Un pénalty manqué, deux buts contre son camp, et un “golazo”: la première victoire de l’Espagne, large et facile, n’a pourtant pas échappé au caractère rocambolesque qui distingue le parcours de la “Roja” dans cet Euro.
Comme lors des deux premières rencontres, l’Espagne a commencé par se faire une frayeur, mercredi: à la 10e minute, Jakub Hromada a donné un coup de pied dans la jambe de Koke dans la surface, et l’arbitre est allé revoir l’action à la vidéo pour accorder le pénalty.
Depuis sa glacière, Luis Enrique a confirmé à Alvaro Morata, ciblé par les critiques pour son imprécision depuis le début du tournoi, que c’est lui qui allait le tirer.

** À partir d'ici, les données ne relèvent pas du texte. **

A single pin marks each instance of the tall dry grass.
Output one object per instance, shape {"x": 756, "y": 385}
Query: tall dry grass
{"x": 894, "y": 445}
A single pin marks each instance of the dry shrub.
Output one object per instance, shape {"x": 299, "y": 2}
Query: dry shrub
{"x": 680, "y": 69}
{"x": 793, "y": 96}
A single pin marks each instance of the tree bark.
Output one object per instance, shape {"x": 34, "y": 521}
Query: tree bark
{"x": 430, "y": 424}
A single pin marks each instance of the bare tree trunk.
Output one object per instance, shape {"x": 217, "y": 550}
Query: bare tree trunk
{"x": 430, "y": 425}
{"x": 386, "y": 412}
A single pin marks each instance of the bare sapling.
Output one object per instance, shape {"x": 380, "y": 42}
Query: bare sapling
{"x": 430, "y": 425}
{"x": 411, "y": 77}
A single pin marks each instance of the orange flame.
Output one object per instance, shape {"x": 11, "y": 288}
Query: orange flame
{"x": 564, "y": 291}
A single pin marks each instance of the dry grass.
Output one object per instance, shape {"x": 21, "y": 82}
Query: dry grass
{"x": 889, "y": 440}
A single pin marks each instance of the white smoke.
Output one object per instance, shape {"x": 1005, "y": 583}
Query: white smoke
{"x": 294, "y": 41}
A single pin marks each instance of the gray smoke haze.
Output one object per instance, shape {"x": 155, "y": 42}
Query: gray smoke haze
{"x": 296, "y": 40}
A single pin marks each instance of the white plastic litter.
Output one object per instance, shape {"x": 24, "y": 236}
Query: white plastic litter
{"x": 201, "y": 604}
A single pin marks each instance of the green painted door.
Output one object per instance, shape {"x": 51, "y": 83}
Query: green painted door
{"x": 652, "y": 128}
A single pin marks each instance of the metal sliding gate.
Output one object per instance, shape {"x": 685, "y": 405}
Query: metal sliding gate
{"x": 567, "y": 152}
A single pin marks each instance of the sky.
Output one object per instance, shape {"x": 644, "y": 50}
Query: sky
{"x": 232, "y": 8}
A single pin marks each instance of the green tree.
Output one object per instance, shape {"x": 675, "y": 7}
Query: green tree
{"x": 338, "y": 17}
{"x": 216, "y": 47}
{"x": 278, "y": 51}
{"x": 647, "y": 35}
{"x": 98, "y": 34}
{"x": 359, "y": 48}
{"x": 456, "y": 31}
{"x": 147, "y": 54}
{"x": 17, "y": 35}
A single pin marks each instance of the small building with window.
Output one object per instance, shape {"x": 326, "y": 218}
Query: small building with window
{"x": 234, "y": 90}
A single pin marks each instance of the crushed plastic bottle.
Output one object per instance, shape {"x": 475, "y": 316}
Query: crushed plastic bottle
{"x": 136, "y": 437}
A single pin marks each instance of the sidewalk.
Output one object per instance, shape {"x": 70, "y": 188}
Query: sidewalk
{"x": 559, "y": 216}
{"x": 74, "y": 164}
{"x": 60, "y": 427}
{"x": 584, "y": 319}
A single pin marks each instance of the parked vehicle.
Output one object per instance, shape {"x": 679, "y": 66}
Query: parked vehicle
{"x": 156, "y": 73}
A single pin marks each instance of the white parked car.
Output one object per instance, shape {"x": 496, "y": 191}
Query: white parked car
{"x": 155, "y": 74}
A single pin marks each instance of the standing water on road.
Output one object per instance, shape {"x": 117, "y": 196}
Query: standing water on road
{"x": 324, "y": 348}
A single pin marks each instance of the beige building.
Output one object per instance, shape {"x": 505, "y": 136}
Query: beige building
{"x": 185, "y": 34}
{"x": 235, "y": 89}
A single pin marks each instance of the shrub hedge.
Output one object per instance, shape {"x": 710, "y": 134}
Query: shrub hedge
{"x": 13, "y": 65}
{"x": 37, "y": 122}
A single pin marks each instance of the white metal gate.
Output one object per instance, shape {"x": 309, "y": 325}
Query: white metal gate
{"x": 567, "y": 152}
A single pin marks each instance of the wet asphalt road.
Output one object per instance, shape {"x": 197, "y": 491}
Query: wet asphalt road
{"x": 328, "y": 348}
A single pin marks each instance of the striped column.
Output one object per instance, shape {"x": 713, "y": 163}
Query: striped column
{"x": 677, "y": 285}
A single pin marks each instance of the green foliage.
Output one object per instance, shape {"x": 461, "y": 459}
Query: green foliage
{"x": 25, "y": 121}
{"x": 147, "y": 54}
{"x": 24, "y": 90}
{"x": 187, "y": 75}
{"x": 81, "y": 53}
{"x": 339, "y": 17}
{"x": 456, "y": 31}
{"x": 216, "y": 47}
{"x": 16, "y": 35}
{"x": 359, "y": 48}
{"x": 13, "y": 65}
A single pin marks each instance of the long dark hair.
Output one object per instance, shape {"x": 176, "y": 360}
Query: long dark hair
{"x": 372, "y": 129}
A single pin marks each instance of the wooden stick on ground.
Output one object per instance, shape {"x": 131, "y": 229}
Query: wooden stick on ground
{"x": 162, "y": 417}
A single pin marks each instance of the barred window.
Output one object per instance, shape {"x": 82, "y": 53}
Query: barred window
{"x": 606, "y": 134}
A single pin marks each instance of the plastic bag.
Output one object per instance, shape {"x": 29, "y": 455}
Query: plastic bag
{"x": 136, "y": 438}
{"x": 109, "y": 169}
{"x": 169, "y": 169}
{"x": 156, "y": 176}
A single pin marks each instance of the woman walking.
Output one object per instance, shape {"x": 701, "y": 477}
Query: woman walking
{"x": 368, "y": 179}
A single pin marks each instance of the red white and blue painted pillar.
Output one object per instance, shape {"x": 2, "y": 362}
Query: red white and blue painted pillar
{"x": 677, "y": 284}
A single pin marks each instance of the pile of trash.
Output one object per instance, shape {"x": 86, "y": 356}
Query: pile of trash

Buteur contre la Pologne samedi, Morata s’est élancé… mais le portier slovaque Martin Dubravka a stoppé son ballon.
Le cinquième pénalty de rang manqué par la Roja (deux par Sergio Ramos, un par Abel Ruiz, un par Gerard Moreno samedi contre la Pologne et Morata mercredi).
Héros de son équipe pendant quelques minutes, Dubravka allait vite déchanter: vingt minutes plus tard, le portier de Newcastle allait commettre une bourde.
Une frappe de Pablo Sarabia a heurté sa barre transversale, s’est envolée puis redescendue à la verticale, et Dubravka, voulant la dégager en corner par-dessus la barre, l’a volleyée dans ses propres cages, devenant ainsi le 7e joueur à marquer contre son camp dans cet Euro.